Regresso a casa, de metro, à noite e

O metro pára, tiro os olhos do livro, e reparo que a mulher à minha frente chora.
É imperceptível aquela lágrima, mas temo que lhe possa marcar a maçã do rosto para sempre. Desce-lhe pelo rosto tão lenta que parece estar parada, aquela lágrima nunca mais irá acabar de cair.
Não me choca que a mulher chore. Quantas mulheres sozinhas, desconhecidas, anónimas, já vi chorar em Londres? Uma numa paragem de autocarro, uma dentro de um autocarro. Vi até uma mulher chorar pela rua sem parar de caminhar.
Choca-me isto: perdi-lhes a conta, perdi-lhes mesmo a memória, nem caras, nem lágrimas, nem sons, e os nomes nunca os saberei.
Choca-me que escreva isto, que o descreva. Que olhe para esta mulher que chora com esta calma; com este detalhe - de contar quanto tempo tem a lentidão de uma lágrima (podia até dizer que a mulher estava toda vestida de negro o que seria sinal inequívoco de viuvez, noutros tempos, noutros tempos, podia dizer ainda que me repugnou o cabelo demasiado comprido da mulher) -; com esta frieza.

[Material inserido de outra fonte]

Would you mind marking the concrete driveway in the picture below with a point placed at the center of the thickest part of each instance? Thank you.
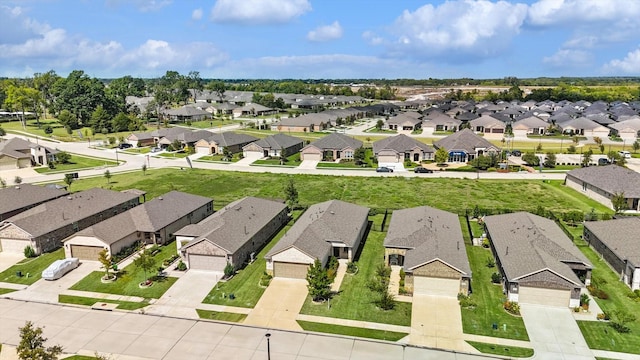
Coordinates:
(554, 333)
(279, 305)
(436, 322)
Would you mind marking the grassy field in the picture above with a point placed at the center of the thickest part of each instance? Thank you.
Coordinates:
(33, 267)
(351, 331)
(87, 301)
(355, 300)
(510, 351)
(130, 277)
(77, 162)
(221, 316)
(600, 335)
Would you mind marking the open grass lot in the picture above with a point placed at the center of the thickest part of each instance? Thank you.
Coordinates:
(510, 351)
(351, 331)
(221, 316)
(130, 277)
(600, 335)
(87, 301)
(33, 267)
(77, 162)
(355, 300)
(244, 285)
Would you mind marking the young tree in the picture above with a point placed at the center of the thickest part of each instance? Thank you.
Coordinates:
(319, 282)
(441, 156)
(31, 344)
(291, 194)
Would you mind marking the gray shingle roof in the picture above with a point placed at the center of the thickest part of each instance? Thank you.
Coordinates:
(526, 244)
(621, 236)
(235, 224)
(54, 214)
(430, 234)
(400, 143)
(26, 195)
(337, 141)
(612, 179)
(329, 221)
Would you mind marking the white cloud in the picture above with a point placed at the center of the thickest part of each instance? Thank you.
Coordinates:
(325, 33)
(629, 65)
(461, 28)
(259, 11)
(196, 14)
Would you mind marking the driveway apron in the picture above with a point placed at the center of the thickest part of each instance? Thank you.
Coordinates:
(279, 305)
(554, 333)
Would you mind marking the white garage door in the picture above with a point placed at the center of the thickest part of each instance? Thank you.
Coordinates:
(541, 296)
(423, 285)
(313, 157)
(13, 246)
(207, 262)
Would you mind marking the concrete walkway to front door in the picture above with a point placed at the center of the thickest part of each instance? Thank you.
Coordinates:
(279, 305)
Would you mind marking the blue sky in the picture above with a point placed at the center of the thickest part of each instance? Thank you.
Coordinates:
(321, 38)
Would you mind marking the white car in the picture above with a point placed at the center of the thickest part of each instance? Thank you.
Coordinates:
(58, 268)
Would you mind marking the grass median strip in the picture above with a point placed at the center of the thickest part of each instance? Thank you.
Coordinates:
(351, 331)
(221, 316)
(511, 351)
(88, 301)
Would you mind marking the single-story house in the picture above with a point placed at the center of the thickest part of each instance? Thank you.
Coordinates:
(153, 222)
(331, 147)
(397, 149)
(45, 226)
(465, 145)
(19, 198)
(274, 145)
(216, 143)
(531, 125)
(617, 242)
(602, 183)
(428, 244)
(233, 235)
(17, 153)
(538, 262)
(331, 228)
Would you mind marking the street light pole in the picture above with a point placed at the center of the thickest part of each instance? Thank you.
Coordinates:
(268, 335)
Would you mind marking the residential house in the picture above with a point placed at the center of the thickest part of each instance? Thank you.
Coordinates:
(538, 262)
(273, 146)
(19, 198)
(428, 244)
(332, 147)
(465, 145)
(45, 226)
(233, 235)
(217, 143)
(616, 241)
(154, 222)
(399, 148)
(332, 228)
(602, 183)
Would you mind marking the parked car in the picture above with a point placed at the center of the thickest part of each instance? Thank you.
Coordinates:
(422, 170)
(59, 268)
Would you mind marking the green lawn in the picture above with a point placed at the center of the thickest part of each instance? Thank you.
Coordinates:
(489, 300)
(510, 351)
(77, 162)
(221, 316)
(599, 335)
(87, 301)
(355, 300)
(244, 285)
(33, 267)
(129, 278)
(351, 331)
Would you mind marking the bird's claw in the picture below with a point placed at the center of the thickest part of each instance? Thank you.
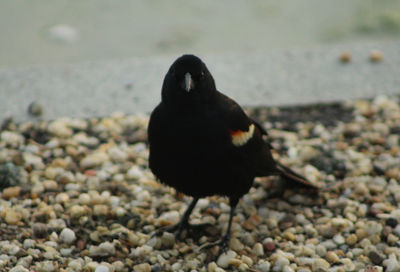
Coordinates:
(179, 228)
(223, 245)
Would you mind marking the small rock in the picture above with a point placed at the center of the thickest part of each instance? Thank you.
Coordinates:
(94, 159)
(287, 221)
(391, 264)
(18, 268)
(11, 216)
(168, 240)
(168, 218)
(345, 57)
(269, 246)
(11, 192)
(35, 109)
(60, 128)
(67, 236)
(103, 250)
(320, 264)
(63, 33)
(145, 267)
(332, 257)
(40, 230)
(375, 257)
(258, 249)
(102, 268)
(375, 56)
(391, 222)
(264, 267)
(351, 239)
(223, 259)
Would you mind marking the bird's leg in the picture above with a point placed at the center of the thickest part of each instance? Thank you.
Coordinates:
(224, 242)
(183, 223)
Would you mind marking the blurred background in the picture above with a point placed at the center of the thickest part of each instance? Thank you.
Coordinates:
(64, 31)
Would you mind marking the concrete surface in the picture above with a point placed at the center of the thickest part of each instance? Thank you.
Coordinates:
(276, 77)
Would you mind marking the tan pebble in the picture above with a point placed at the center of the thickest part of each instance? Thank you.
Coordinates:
(145, 267)
(258, 249)
(351, 239)
(12, 217)
(332, 257)
(101, 210)
(320, 264)
(289, 236)
(345, 57)
(361, 234)
(235, 262)
(375, 56)
(247, 260)
(77, 211)
(235, 244)
(11, 192)
(50, 185)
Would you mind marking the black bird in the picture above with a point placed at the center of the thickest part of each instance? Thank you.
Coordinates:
(202, 143)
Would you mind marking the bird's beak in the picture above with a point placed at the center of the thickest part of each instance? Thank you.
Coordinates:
(189, 84)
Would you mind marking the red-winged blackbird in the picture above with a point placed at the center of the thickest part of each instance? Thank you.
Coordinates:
(202, 143)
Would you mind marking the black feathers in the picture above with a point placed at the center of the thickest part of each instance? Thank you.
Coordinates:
(201, 141)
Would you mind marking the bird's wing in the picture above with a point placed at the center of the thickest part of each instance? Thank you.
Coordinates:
(240, 127)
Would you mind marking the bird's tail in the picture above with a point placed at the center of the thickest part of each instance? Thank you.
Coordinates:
(291, 176)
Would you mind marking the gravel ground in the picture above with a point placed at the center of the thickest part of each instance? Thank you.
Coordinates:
(77, 195)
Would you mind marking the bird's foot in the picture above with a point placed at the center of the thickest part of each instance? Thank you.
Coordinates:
(223, 245)
(179, 228)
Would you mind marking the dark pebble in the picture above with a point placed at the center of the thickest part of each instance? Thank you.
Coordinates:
(9, 175)
(269, 246)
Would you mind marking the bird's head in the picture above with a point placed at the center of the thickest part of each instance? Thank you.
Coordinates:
(188, 79)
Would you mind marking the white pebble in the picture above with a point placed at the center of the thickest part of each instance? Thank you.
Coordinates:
(102, 268)
(67, 236)
(63, 33)
(104, 249)
(12, 138)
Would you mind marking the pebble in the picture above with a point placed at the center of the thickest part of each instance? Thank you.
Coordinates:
(375, 257)
(11, 192)
(145, 267)
(67, 236)
(102, 268)
(391, 264)
(35, 109)
(258, 249)
(223, 259)
(375, 56)
(104, 249)
(11, 216)
(19, 268)
(332, 257)
(320, 264)
(63, 33)
(351, 239)
(96, 179)
(345, 57)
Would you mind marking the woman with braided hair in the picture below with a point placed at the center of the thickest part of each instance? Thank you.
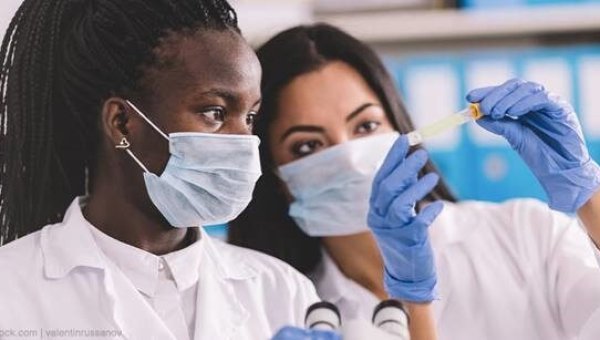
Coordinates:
(124, 126)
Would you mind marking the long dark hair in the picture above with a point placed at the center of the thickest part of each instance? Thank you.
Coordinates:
(60, 60)
(265, 225)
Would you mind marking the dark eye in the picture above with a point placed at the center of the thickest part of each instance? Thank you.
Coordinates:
(214, 115)
(367, 127)
(306, 148)
(251, 118)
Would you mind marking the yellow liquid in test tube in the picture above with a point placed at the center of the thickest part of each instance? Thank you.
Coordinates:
(469, 114)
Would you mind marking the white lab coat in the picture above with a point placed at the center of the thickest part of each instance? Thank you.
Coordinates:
(515, 270)
(57, 279)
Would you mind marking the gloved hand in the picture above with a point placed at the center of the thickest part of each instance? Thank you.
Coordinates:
(294, 333)
(546, 133)
(401, 233)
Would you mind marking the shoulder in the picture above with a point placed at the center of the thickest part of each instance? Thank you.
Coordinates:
(516, 221)
(21, 254)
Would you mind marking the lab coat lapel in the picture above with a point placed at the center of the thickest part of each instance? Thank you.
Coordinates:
(132, 314)
(219, 312)
(120, 301)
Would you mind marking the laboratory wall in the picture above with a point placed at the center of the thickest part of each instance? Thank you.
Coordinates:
(476, 163)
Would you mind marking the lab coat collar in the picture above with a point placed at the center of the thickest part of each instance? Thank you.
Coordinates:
(220, 313)
(69, 245)
(333, 285)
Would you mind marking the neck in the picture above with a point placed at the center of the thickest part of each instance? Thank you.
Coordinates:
(109, 210)
(359, 259)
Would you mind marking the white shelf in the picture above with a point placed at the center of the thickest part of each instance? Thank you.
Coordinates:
(436, 25)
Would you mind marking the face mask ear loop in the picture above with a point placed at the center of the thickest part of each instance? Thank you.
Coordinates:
(147, 120)
(124, 145)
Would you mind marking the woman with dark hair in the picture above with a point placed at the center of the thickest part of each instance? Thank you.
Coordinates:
(98, 97)
(330, 115)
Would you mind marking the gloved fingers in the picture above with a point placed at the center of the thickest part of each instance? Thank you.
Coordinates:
(495, 96)
(475, 96)
(395, 156)
(524, 91)
(543, 102)
(401, 211)
(511, 130)
(428, 214)
(398, 180)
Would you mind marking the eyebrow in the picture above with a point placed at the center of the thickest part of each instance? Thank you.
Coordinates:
(359, 110)
(301, 128)
(225, 94)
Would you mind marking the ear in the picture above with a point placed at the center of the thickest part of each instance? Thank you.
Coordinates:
(115, 119)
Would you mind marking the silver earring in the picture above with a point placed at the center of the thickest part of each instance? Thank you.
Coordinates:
(123, 145)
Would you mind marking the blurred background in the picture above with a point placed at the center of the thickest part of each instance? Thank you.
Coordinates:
(437, 50)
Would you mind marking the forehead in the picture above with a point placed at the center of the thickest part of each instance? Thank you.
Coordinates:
(205, 60)
(332, 91)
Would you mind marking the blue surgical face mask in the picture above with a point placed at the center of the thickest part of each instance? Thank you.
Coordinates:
(331, 188)
(209, 178)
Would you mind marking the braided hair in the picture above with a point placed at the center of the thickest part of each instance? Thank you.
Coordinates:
(59, 61)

“Senhoras e senhores, pedimos desculpa pela interrupção. A razão pela qual estamos parados é porque fomos demasiado rápidos e agora temos que esperar.” Pergunto-me se alguma vez acontecerá o mesmo a Londres: perceber que vai demasiado depressa, e ter que parar, ter que esperar.

3 comentários:

Antonieta disse...

Fiquei emocionada. Revi-me nessa figura a chorar no metro, não sei porque mas é um lugar propício, talvez porque sou eu e o metro ao seu ritmo, só me resta contemplar os outro ou a palavra escrita por ouyros ou olhar auto-contemplar...o que de quando em quando me faz deitar uma lágrima reparadora. Obrigada e parabéns pela sua escrita. Antonieta

Rita disse...

E' tao facil sentir-se sozinho em Londres. Mesmo num metro cheio de gente. Por isso e' tao facil chorar... parece que o resto do mundo sao figurantes que nao reagem a nada. Pensava que o problema era meu, por nao me ter adaptado, mas agora vejo que mais gente sente que esta cidade anda depressa demais.

José Machadinho disse...

Gostei muito da parte do metro estar parado por ter andado depressa demais. Tb penso que um dia Londres pode ter de fazer o mesmo.